The trial court shall make findings of fact and conclusions of law as to whether Applicant's plea was involuntary. The trial court may make any other findings and conclusions that it deems appropriate in response to Applicant's claim.
The trial court shall make findings of fact and conclusions of law within ninety days from the date of this order. The district clerk shall then immediately forward to this Court the trial court's findings and conclusions and the record developed on remand, including, among other things, affidavits, motions, objections, proposed findings and conclusions, orders, and transcripts from hearings and depositions. See Tex. R. App. P. 73.4(b)(4). Any extensions of time must be requested by the trial court and obtained from this Court.
CONCURRING OPINION
Yeary, J., filed a concurring opinion in which Slaughter, J., joined.
In 2013, Applicant, Clinton Manning Davis, pled guilty and was convicted of indecency with a child and sentenced to fifteen years' imprisonment. In 2020, Applicant filed this application for writ of habeas corpus in the county of conviction, alleging his plea was involuntary because counsel told him he would receive a sixty-year sentence if he did not take the State's plea offer of fifteen years. Tex. Code Crim. Proc. art. 11.07.
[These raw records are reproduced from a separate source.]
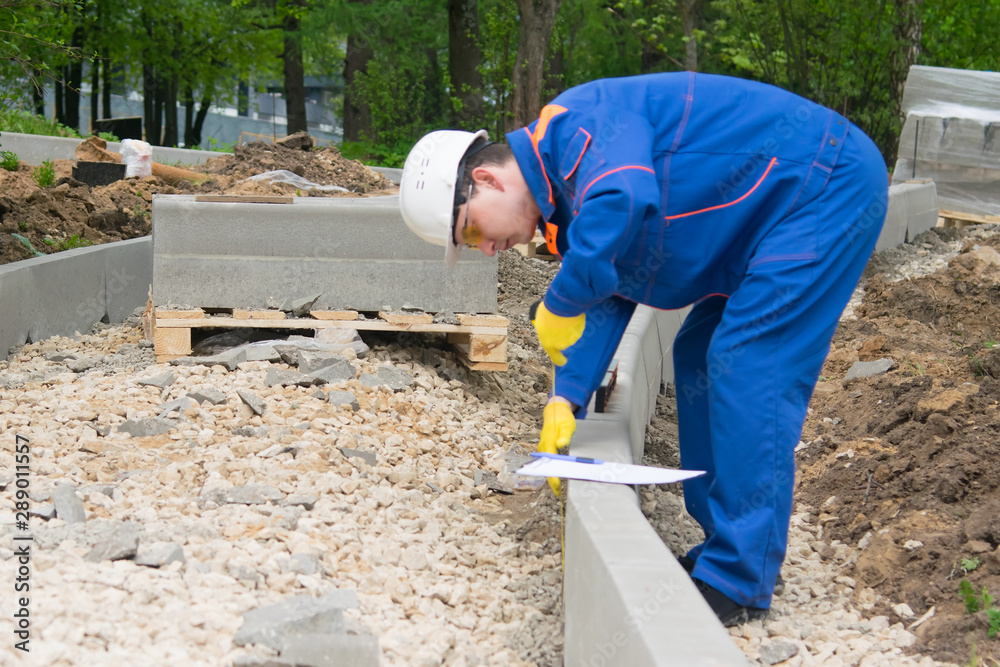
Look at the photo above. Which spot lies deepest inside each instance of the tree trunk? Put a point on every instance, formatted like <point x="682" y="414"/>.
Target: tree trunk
<point x="909" y="31"/>
<point x="149" y="104"/>
<point x="170" y="112"/>
<point x="188" y="116"/>
<point x="106" y="88"/>
<point x="199" y="120"/>
<point x="60" y="114"/>
<point x="295" y="87"/>
<point x="38" y="96"/>
<point x="464" y="59"/>
<point x="554" y="83"/>
<point x="537" y="19"/>
<point x="357" y="114"/>
<point x="158" y="95"/>
<point x="689" y="22"/>
<point x="95" y="92"/>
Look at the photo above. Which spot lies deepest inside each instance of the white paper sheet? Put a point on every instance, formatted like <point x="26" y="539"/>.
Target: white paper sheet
<point x="612" y="473"/>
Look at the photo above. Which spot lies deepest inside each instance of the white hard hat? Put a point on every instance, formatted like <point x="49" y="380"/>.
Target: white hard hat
<point x="427" y="190"/>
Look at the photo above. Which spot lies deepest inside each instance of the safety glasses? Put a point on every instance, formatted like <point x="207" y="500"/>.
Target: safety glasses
<point x="472" y="236"/>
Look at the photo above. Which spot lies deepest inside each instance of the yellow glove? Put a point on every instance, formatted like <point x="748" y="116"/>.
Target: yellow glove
<point x="556" y="333"/>
<point x="557" y="429"/>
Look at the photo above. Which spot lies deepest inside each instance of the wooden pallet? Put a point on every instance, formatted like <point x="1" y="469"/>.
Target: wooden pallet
<point x="536" y="248"/>
<point x="957" y="219"/>
<point x="480" y="339"/>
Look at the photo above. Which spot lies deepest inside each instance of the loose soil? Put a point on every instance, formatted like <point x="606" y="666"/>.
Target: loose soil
<point x="70" y="214"/>
<point x="906" y="465"/>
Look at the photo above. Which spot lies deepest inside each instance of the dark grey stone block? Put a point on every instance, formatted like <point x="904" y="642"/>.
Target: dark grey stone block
<point x="230" y="359"/>
<point x="387" y="376"/>
<point x="276" y="625"/>
<point x="301" y="306"/>
<point x="287" y="378"/>
<point x="324" y="650"/>
<point x="343" y="398"/>
<point x="146" y="427"/>
<point x="163" y="380"/>
<point x="336" y="372"/>
<point x="310" y="361"/>
<point x="862" y="369"/>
Today, the Court remands this application to the trial court to further develop the record. I agree this application should be remanded, and so I join the Court's order doing so. But I write separately, as I have previously, to address my thoughts concerning the doctrine of laches and its possible application to this case. See Ex parte Smith, 444 S.W.3d 661 (Tex. Crim. App. 2014) (holding a trial court has the authority to sua sponte consider the doctrine of laches); Ex parte Sepeda, No. WR-92, 711-01, 2021 WL 2450089 (Tex Crim App June 16, 2021) (per curiam) (not designated for publication) (Yeary, J, concurring) (reviewing Ex parte Smith's holding and the principles that justify a trial court's sua sponte authority to consider laches).
The doctrine of laches ought to be considered in a case like this one. Applicant's trial occurred in 2013, but this application was not filed until almost six and a half years later. In addition, the record is silent with regard to circumstances that may excuse Applicant's delay.
"Our revised approach will permit courts to more broadly consider the diminished memories of trial participants and the diminished availability of the State's evidence, both of which may often be said to occur beyond five years after a conviction becomes final." Ex parte Perez, 398 S.W.3d 206, 216 (Tex. Crim. App. 2013) (citing Ex parte Steptoe, 132 S.W.3d 434, 437-39 (Tex. Crim. App. 2004) (Cochran, J., dissenting)).
Consistent with this Court's precedent, the trial court may, sua sponte, give Applicant the opportunity to explain the reasons for the delay. It may also give the State and/or former counsel for Applicant an opportunity to state whether Applicant's delay has caused any prejudice to their ability to defend against Applicant's claims. And ultimately, the trial court may include findings of fact and conclusions of law concerning the doctrine of laches in its response to this Court's remand order.
With these additional thoughts, I join the Court's order.